= Canada Corps =

Canada Corps was a program created by the Canadian Government with the purpose of improving good governance and institution building in developing and unstable countries. The programme was administered by the Canadian International Development Agency (CIDA), under the authority of the Minister for International Cooperation.

==Purpose==

In the October 2004 Speech from the Throne, one element of the Canada Corps mandate highlighted the need to "help young Canadians bring their enthusiasm and energy to the world."

Canada Corps was built on four goals:
- Mobilization of Canadians to go abroad
- Public engagement
- Coherence of governance programming
- Expansion of Canada's governance base of knowledge.

==Governance==

All Canada Corps programs focused on governance, which was at the time defined as central to any political economy because it deals with the institutions, processes, and relationships necessary to moving a society forward.
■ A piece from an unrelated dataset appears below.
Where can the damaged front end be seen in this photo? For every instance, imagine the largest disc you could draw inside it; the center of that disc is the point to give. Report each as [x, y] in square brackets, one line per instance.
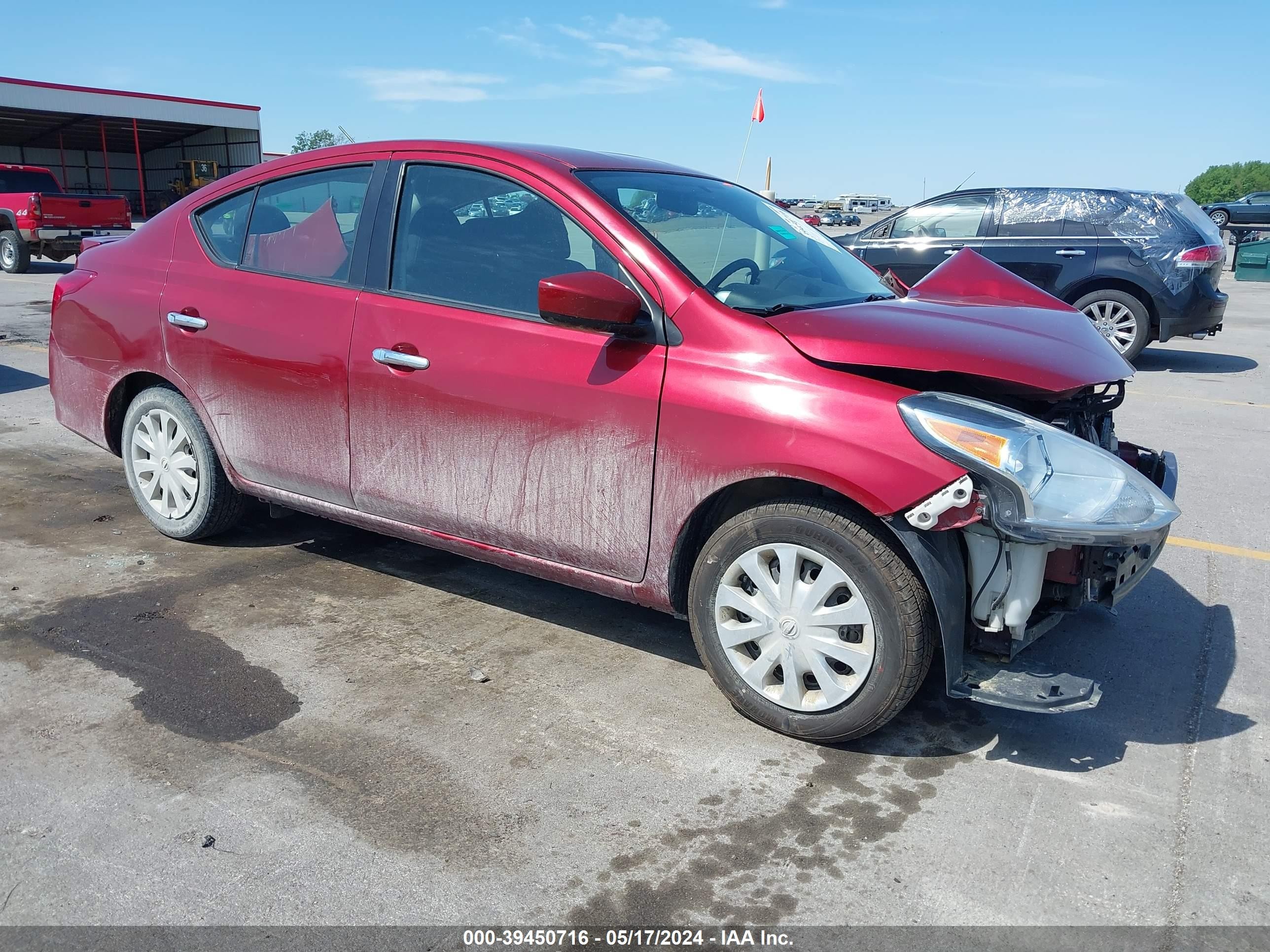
[1053, 513]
Governance was also understood to be a central part of sustainable development and poverty reduction.

Programming in governance involved a wide range of topic areas: democracy, elections and parliaments, a fair and impartial judiciary, mechanisms to respect and protect human rights, an effective and transparent public sector, and a stable and reliable security system to protect people and resolve conflict fairly and peacefully. Good governance is also an integral component of private-sector development, creating an environment that enables economic growth.

At the provincial and national level, Canada Corps desired to help build on lasting institutions, enabling countries to take charge of their own development. At the regional or local level, Canada Corps helped local governments respond better to citizens' needs.

==Missions==

The first mission of the program was to send a delegation of approximately 500 Canadians as election observers to the December 26 2004 Ukrainian presidential election. Since then, they have served as international observers in a number of other nations, notably the February 2006 Presidential Elections in Haiti and the January 2006 Palestinian Parliamentary Elections. Canada Corps also had a partnership with NetCorps.

Despite its commitment to building a knowledge base on governance, not a single one of the 500 observers to the 2004 Ukrainian elections was asked to write an after-action report.

==Evolution==

In October 2006, Canada's newly elected Conservative government replaced Canada Corps with the new Office for Democratic Governance (ODG). Subsequently, various programs were cut and others restructured. The ODG took over most Canada Corps responsibilities for supporting CIDA programming in the following pillars of democratic governance:
- Human Rights
- Accountable Public Institutions
- Freedom and Democracy
- Rule of Law

The ODG was dissolved shortly thereafter.